Argo workflow as performance test tool

Argo workflow is an excellent tool for orchestrating load tests.

Why?

Let’s start to define why the load test is complicated.

You need lots of hardware only during the load test: To run a big load test, you will require multiple computers to push data to your system, and after the test is done, all this computing power can be powered off to save money.

Argo is Kubernetes based; therefore, it has auto-scaling by design, and it will scale down the test nodes as soon as the tests stop.

You will most likely use multiple technologies. There are great tools for load tests, K6, JMeter, locust, Goose, etc. You will have more than one technology to deal with in big projects, maybe all of them.

Argo runs Docker containers as its steps. Therefore, if the load test/scripts can be packed as a docker image, it will work on Argo gracefully.

They are hard to follow: While running, you need to be able to follow all scripts executing, watch errors and miss configurations and stop the tests if and when needed.

Argo has an easy and straightforward WEB UI, making it easy to start, kill, monitor, or watch test execution.

On top of all that, Argo is open-source, distributed under the Apache-2.0 license, and has great command-line tools. The documentation is vast, and it also serves other use cases, like machine learning, for example.

See this video if you don’t know Argo workflow.

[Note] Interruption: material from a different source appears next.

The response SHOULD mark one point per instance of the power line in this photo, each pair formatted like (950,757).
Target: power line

I have been using Argo as a load test orchestration for two years and it has delivered great results. In this blog post, I show how it made the load tests for my open source project Nun-db easy to execute and follow.

Installation

I am assuming you already have Kubernetes clusters running. Then all you need to do is create the namespace for Argo to be installed and app the YAML from the official repository.


kubectl create namespace argo
kubectl apply -n argo -f https://github.com/argoproj/argo-workflows/releases/download/v3.3.5/install.yaml

Validating the installation worked

To validate if Argo is working as expected at this point, let’s check what pods are running with the command kubectl get pods -n argo if the result looks like the following, it is all fine.

kubectl get pods -n argo
NAME                                   READY   STATUS    RESTARTS   AGE
argo-server-d74f6677f-wtl6j            1/1     Running   0          13m
workflow-controller-7449c69756-vl6kb   1/1     Running   0          13m

After installing, you will need a token to authenticate. Use the next bash command to get the token to log in.

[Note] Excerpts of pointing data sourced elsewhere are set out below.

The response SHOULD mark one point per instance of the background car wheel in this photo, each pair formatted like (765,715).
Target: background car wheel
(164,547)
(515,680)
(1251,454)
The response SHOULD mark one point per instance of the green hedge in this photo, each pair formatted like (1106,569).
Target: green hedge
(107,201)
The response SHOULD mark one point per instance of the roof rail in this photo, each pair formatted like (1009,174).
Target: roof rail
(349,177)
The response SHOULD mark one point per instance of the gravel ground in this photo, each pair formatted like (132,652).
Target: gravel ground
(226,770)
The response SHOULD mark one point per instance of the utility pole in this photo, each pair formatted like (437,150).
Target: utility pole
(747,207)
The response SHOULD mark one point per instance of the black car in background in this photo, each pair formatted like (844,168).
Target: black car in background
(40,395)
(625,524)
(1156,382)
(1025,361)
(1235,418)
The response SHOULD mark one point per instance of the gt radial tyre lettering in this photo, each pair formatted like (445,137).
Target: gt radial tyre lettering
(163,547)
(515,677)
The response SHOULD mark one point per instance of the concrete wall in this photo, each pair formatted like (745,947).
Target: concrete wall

kubectl get secrets -n argo1 | grep argo-server-token | awk '{ print $1 }' | xargs -I '{}' kubectl get secrets -n argo1 {} -o jsonpath="{.data.token}" | base64 -d | awk '{ print "Bearer " $1 }'

Opening the Web-UI

Now it is time to open Argo on your browser. For that, execute the command to port-forward the Argo port to your local environment and open it on the local with HTTPS on your browser.

kubectl -n argo port-forward deployment/argo-server 2746:2746

Then open the URL: https://localhost:2746/workflows/argo1?limit=50

Now you have Argo running and working on your own cluster. Time to run some load tests against your system.

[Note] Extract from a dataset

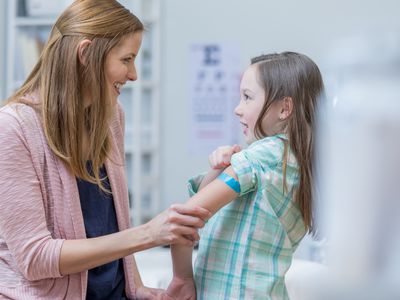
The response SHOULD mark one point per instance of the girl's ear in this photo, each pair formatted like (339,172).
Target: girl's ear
(82,47)
(286,108)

In this post, I will go over one simple tests I use for Nun-db and show a workflow with two tests running on Argo.

First test with K6 load testing and metrics

The details of the following test are not necessary for this subject. Nevertheless, in that script, I measure the time from setting a key and receiving the notification of the change in the second connection. Add that as a Trend metric so I can plot it in other tools like Grafana. In this test, I fail if the P95th of my metric is bigger than 100ms.

import ws from 'k6/ws';
import {
    check
} from 'k6';

import {
    Trend
} from 'k6/metrics';

const watchGage = new Trend('watch', true);

export default function() {
    const url = 'wss://omitted-for-obvious-reasons';
    const params = {};
    const keyName = `name_${__VU}_${Date.now()}`;

    const response = ws.connect(url, params, function(socket) {
        socket.on('open', function open() {
            console.log('connected');

            socket.send('auth mateus mateus')
            socket.send('create-db vue vue_pwd');
            socket.send('use-db vue vue_pwd');
            socket.send(`remove ${keyName}`);
            socket.send(`watch ${keyName}`);
            socket.setInterval(function timeout() {
                socket.send(`set ${keyName} mateus-${Date.now()}`);
                console.log('Pinging every 1sec (setInterval test)');
            }, 1000);
        });

        socket.on('message', (data) => {
            console.log(data);
            if (~data.indexOf('changed')) {
                const now = Date.now();
                const time = data.split('-')[1];
                const spent = now - time;
                watchGage.add(spent);
            }
            console.log('Message received: ', data)
        });


        socket.on('close', () => console.log('disconnected'));

        socket.on('error', (e) => {
            if (e.error() != 'websocket: close sent') {
                console.log('An unexpected error occurred: ', e.error());
            }
        });

        socket.setTimeout(function() {
            console.log('2 seconds passed, closing the socket');
            socket.close();
        }, 20000);
    });

    check(response, {
        'status is 101': (r) => r && r.status === 101
    });
}

export const options = {
    stages: [{
            duration: '5m',
            target: 10
        }, // simulate ramp-up of traffic from 1 to 100 users over 5 minutes.
        {
            duration: '5m',
            target: 100
        }, // stay at 100 users for 10 minutes
        {
            duration: '5m',
            target: 200
        }, // stay at 100 users for 10 minutes
        {
            duration: '5m',
            target: 50
        }, // stay at 100 users for 10 minutes
        {
            duration: '5m',
            target: 0
        }, // ramp-down to 0 users
    ],
    thresholds: {
        'watch': ['p(95)<100''], 
    },
};

That all this file ws.js.

Now we have our first load test script to run. First, we need to create and docker to run our test.

Tests file Dockerfile

FROM grafana/k6
COPY ./*.js ./
Entrypoint ["k6", "run", "--vus", "10", "--duration", "30s", "ws.js"]

Pushing it to docker hub

    docker build -t mateusfreira/nun-db-k6s-test .
    docker push mateusfreira/nun-db-k6s-test

Now it is time to create the workflow.

On the Web-UI, click on Workflow templates and Create a new workflow template.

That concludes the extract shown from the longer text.